L’équité aux examens pour les personnes porteurs de troubles autistiques : halte à l’injustice !
Initiative citoyenne
L’équité aux examens pour les personnes porteurs de troubles autistiques : halte à l’injustice !
Nous souhaitons, par cette pétition, attirer l’attention des députés afin que les aménagements aux épreuves officielles orales évoluent pour les élèves autistes. Nous demandons que les conditions de passage de ces épreuves soient modifiées afin d’être adaptées aux particularités propres à l’autisme. Ces épreuves évaluent les capacités à communiquer, à faire montre de relations sociales explicites et implicites qui sont, pour la plupart des candidats porteurs de troubles autistiques, très limitées, voire inexistantes. Ne pas adapter ces épreuves, c’est condamner à l’échec tous ces candidats.
Nous joignons à notre demande la lettre ouverte envoyée à Monsieur Blanquer, ministre de l’Éducation nationale, de la Jeunesse et des Sports ainsi que pour information à monsieur Macron, président de la République, à Monsieur Castex, premier ministre, à Monsieur Denormandie, ministre de l’Agriculture (en charge de l’éducation des élèves dans le domaine agricole) et à Madame Cluzel, Secrétaire d'État auprès du Premier ministre, chargée des personnes handicapées de France.
Monsieur le ministre de l’Éducation Nationale,
Nous sommes parents d’enfants en situation de handicap.
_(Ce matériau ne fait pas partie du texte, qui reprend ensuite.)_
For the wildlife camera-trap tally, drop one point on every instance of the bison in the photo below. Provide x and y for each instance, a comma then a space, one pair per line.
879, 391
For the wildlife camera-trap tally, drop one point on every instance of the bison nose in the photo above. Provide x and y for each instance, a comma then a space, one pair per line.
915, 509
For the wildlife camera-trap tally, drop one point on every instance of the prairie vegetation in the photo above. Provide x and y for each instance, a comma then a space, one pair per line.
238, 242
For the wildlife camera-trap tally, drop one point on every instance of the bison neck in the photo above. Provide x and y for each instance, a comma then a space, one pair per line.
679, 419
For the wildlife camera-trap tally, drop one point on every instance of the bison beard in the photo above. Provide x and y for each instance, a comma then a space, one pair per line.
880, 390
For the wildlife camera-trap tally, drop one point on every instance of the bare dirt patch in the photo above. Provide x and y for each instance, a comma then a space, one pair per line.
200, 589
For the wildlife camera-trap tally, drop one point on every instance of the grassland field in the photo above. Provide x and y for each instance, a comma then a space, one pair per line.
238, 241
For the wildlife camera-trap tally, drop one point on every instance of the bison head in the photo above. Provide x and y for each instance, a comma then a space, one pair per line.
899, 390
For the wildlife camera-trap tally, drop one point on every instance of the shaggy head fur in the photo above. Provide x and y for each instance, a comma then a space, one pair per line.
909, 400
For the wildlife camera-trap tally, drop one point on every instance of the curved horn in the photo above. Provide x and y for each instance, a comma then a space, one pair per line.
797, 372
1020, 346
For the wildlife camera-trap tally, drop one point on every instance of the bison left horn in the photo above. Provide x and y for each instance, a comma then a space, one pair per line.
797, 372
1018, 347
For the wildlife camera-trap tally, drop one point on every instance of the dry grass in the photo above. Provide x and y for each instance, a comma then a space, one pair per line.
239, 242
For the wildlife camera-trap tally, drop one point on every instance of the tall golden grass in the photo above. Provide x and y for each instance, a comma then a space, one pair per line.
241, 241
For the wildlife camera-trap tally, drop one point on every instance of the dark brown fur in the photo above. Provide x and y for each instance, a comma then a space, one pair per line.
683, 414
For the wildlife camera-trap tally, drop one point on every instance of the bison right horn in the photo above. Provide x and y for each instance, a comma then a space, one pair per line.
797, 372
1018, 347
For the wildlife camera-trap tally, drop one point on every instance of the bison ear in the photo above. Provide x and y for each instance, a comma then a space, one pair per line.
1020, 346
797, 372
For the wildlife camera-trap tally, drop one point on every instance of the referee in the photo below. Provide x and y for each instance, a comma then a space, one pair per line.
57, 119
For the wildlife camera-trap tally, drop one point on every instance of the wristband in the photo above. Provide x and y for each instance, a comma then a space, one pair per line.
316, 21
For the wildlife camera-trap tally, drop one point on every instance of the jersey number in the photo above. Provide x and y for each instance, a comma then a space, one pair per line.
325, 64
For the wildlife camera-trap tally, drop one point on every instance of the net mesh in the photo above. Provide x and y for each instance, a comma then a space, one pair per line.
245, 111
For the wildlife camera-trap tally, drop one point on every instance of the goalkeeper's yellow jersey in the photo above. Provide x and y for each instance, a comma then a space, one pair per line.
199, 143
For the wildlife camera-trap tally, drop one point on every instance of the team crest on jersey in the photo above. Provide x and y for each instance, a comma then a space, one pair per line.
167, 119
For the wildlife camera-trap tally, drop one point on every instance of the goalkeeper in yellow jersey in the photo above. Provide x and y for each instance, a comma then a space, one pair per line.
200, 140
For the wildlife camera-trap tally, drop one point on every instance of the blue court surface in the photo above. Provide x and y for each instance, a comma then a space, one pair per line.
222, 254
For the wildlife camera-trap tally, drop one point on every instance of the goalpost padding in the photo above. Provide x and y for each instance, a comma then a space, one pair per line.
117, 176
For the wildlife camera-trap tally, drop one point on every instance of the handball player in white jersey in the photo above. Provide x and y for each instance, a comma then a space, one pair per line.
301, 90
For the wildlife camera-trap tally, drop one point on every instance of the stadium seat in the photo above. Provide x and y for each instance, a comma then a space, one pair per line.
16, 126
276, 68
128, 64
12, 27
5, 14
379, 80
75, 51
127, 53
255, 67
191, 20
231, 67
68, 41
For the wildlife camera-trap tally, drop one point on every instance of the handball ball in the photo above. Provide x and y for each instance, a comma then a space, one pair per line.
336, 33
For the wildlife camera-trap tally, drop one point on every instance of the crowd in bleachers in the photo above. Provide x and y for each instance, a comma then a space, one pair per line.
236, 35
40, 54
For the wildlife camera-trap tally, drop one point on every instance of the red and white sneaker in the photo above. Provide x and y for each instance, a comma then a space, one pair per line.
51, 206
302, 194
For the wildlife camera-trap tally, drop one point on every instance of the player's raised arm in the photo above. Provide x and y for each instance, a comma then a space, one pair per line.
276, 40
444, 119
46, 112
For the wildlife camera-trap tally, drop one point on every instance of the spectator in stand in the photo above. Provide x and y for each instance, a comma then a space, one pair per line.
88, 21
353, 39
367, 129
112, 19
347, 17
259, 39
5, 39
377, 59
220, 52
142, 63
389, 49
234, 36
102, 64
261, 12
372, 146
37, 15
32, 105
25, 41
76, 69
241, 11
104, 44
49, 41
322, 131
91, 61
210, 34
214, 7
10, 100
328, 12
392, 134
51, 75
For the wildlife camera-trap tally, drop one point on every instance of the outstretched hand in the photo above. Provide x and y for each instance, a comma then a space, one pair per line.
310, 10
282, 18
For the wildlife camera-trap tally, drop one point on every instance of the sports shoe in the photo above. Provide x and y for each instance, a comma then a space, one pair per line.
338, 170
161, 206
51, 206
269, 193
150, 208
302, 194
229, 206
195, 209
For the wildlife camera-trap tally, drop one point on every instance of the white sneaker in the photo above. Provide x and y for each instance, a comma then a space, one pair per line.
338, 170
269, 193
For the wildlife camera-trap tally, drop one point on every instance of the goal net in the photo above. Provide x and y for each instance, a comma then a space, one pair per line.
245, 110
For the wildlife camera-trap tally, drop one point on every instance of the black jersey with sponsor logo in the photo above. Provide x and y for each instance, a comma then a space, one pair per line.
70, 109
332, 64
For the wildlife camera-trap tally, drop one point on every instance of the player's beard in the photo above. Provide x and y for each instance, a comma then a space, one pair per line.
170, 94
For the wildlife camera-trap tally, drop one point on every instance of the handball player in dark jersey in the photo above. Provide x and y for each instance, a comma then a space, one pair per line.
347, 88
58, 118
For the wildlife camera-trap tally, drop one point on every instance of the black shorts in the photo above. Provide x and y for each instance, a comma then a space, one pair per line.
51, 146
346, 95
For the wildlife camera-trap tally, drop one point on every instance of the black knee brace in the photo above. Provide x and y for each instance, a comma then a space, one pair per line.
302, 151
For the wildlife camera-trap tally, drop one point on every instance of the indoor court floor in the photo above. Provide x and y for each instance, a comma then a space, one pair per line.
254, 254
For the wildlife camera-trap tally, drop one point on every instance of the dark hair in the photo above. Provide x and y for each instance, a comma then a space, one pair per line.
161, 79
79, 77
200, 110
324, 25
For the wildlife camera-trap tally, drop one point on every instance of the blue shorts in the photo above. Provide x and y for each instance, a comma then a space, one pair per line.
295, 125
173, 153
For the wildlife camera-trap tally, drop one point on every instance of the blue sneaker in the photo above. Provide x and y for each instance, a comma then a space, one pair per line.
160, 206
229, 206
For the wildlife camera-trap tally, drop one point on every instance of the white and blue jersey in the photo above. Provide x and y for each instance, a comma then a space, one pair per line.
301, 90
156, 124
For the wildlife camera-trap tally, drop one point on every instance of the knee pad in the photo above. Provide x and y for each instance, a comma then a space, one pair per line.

Nous nous tournons aujourd’hui vers vous pour solliciter votre soutien et votre intervention afin de défendre les droits de nos enfants et de centaines d’autres, dans le respect et l’application des lois de notre République. Nous nous battons, depuis des années, pour permettre à nos enfants de suivre une scolarité qui leur permettra de trouver leur place dans la société et d’être des citoyens accomplis. Ce combat est difficile, parfois douloureux, mais nous savons comme nos enfants ont aussi à apporter à cette société. Nous savons aussi combien le projet d’école inclusive vous est cher. Nous sommes conscientes du chantier que ce défi représente et des avancées qui, bien qu’insuffisantes, ont déjà été réalisées.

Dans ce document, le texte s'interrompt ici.